Open Source Code Yes Our code and data are available at https://github.com/chengjunyan1/Socio Dojo.
Open Datasets Yes Our code and data are available at https://github.com/chengjunyan1/Socio Dojo. [...] Socio Dojo uses three components Information Sources, Time series, and Knowledge base & Tools based on 30 GB of high-quality real-world data that we have collected [...] We collect time series on a variety of topics for a comprehensive probe of the world state, including financial data from Yahoo Finance, economic time series from the St. Louis Federal Reserve Economic Data Database (FRED) with a popularity rating of more than 50%, Google trends of free trending keywords from Exploding Topics, a society trend tracking service, political polls from Five Thirty Eight, a famous political analysis website, and public opinion poll trackers from You Gov, an online survey platform.

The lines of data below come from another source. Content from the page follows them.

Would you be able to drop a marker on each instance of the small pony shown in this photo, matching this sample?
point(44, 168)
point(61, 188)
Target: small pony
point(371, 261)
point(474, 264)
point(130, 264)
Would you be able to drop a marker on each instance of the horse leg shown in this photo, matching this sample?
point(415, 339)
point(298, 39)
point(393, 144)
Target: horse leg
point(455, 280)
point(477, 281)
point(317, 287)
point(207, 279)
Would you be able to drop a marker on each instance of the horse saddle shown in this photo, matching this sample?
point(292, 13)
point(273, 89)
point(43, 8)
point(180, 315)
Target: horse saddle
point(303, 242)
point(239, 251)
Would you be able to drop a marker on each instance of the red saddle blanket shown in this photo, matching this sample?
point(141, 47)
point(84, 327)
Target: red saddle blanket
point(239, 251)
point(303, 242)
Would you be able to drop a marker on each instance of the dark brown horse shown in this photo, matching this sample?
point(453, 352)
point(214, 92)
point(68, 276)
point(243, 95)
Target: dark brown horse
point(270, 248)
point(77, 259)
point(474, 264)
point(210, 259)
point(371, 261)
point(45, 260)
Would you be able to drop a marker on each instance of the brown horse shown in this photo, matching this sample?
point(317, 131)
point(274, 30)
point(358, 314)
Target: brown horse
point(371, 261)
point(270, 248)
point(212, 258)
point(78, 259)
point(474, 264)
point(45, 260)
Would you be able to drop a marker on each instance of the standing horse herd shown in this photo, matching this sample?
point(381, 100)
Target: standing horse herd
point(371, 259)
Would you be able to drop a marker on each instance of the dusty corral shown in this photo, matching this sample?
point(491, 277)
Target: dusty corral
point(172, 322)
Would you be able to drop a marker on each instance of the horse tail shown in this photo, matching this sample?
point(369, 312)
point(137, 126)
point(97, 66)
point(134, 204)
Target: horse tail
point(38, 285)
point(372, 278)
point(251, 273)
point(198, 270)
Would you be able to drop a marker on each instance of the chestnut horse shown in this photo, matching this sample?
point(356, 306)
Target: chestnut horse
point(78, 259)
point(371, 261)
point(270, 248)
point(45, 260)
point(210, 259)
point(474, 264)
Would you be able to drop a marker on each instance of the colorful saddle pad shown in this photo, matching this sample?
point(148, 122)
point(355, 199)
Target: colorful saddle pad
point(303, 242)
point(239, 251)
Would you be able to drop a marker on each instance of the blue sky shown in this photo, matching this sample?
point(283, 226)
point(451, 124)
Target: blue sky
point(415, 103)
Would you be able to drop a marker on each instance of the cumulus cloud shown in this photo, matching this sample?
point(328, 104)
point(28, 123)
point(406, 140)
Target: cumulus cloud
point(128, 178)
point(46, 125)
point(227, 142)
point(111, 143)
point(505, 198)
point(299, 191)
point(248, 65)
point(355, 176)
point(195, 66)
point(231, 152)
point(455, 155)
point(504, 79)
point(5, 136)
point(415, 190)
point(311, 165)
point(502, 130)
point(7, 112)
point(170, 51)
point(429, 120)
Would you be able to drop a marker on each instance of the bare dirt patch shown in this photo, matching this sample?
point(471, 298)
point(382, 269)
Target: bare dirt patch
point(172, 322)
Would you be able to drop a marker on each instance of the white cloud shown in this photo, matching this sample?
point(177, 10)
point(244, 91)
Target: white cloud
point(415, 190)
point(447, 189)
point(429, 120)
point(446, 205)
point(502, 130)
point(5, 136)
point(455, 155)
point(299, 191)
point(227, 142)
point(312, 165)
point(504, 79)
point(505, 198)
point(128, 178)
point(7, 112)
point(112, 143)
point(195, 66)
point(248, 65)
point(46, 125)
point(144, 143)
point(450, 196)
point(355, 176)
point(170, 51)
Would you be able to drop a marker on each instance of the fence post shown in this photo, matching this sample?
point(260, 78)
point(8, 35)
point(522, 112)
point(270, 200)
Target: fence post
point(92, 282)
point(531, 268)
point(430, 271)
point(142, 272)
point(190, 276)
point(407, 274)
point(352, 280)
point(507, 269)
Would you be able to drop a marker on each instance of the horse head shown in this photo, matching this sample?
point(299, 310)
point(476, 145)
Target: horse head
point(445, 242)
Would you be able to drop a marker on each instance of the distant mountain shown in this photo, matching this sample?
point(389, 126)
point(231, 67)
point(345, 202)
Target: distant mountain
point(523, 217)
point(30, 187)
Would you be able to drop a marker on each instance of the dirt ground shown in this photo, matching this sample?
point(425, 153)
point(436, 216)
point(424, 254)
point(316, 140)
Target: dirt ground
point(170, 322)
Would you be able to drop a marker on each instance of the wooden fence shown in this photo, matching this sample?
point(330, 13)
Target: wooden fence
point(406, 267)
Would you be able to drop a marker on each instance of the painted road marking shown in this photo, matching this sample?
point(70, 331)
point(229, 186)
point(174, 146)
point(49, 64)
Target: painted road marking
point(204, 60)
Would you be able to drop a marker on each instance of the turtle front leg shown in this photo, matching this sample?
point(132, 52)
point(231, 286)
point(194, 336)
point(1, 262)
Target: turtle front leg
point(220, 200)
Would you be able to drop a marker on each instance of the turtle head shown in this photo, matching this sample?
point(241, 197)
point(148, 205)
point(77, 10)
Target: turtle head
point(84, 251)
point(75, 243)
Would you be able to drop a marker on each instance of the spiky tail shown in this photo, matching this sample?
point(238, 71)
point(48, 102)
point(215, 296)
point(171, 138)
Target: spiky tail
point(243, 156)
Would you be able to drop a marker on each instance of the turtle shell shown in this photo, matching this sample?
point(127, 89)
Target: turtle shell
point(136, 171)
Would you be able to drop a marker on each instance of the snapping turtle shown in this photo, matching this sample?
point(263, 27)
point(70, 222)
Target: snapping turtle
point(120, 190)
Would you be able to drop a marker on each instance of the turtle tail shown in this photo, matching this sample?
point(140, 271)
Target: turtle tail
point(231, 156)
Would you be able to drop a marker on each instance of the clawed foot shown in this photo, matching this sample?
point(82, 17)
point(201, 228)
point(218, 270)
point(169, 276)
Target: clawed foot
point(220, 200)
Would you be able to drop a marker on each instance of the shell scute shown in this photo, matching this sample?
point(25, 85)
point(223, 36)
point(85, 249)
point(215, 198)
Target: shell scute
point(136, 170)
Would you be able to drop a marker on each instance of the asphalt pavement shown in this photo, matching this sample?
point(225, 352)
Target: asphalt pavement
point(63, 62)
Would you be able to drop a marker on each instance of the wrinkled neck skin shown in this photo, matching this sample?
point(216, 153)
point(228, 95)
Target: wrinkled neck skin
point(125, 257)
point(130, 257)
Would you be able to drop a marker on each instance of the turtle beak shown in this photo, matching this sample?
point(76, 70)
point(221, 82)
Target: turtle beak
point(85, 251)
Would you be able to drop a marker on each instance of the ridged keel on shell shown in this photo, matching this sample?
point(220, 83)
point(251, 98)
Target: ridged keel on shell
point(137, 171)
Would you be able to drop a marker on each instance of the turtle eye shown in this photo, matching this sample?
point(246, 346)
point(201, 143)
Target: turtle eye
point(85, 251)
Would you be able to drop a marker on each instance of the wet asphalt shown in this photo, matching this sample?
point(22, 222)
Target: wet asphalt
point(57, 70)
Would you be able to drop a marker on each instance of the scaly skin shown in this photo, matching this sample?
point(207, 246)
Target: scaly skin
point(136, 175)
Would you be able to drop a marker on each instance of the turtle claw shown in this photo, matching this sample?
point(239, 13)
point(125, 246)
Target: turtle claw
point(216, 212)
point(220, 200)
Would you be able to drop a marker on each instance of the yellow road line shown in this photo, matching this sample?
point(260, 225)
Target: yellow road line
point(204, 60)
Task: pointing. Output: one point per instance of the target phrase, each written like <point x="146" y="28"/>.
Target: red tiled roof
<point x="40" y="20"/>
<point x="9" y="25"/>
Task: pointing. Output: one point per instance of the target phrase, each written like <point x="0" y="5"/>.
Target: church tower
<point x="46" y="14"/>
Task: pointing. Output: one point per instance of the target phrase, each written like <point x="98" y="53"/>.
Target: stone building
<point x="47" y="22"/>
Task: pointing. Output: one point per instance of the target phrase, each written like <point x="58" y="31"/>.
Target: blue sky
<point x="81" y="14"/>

Dataset Splits No The paper describes a lifelong learning environment where agents are 'constantly updated with the latest messages' and evaluated based on performance 'over time' (e.g., 'The game begins on 2021-10-01 and ends on 2023-08-01'). This indicates a continuous, time-based evaluation rather than traditional, fixed training/validation/test dataset splits.
Hardware Specification No The paper does not specify the hardware (e.g., specific GPU or CPU models, memory, or cloud instances) used to run the experiments.
Software Dependencies No The paper mentions 'Chroma DB' and 'Instructor-XL (Su et al., 2023)' as components and 'GPT-3.5-Turbo series' and 'GPT-4' as foundation models. However, it does not provide specific version numbers for these software dependencies (e.g., Chroma DB vX.Y.Z or Instructor-XL vA.B).
Experiment Setup Yes In our experiment, we set this number [max steps for analyst] to 4. [...] It can call one of the query interfaces to find resources at each step. The query is handled iteratively through a multi-round dialog response loop with a max step of 3 in our experiment. [...] It initiates a multi-round dialog action loop with a max step of 5 in our experiment when an analysis report is received. [...] All methods use AAA architecture, one news channel as the information source, GPT-3.5-Turbo series as foundation models with a low temprature=0.2 for a more deterministic experiment result. [...] We chose a bound of 5, as it is possible to achieve a return of 5 times for a single asset without leverage in around 2 years, which is the time span of Socio Dojo. [...] Therefore, we selected overnight rates of FRD: 0.10, WEB: 0.05, and a bound of 5 as our experimental setting.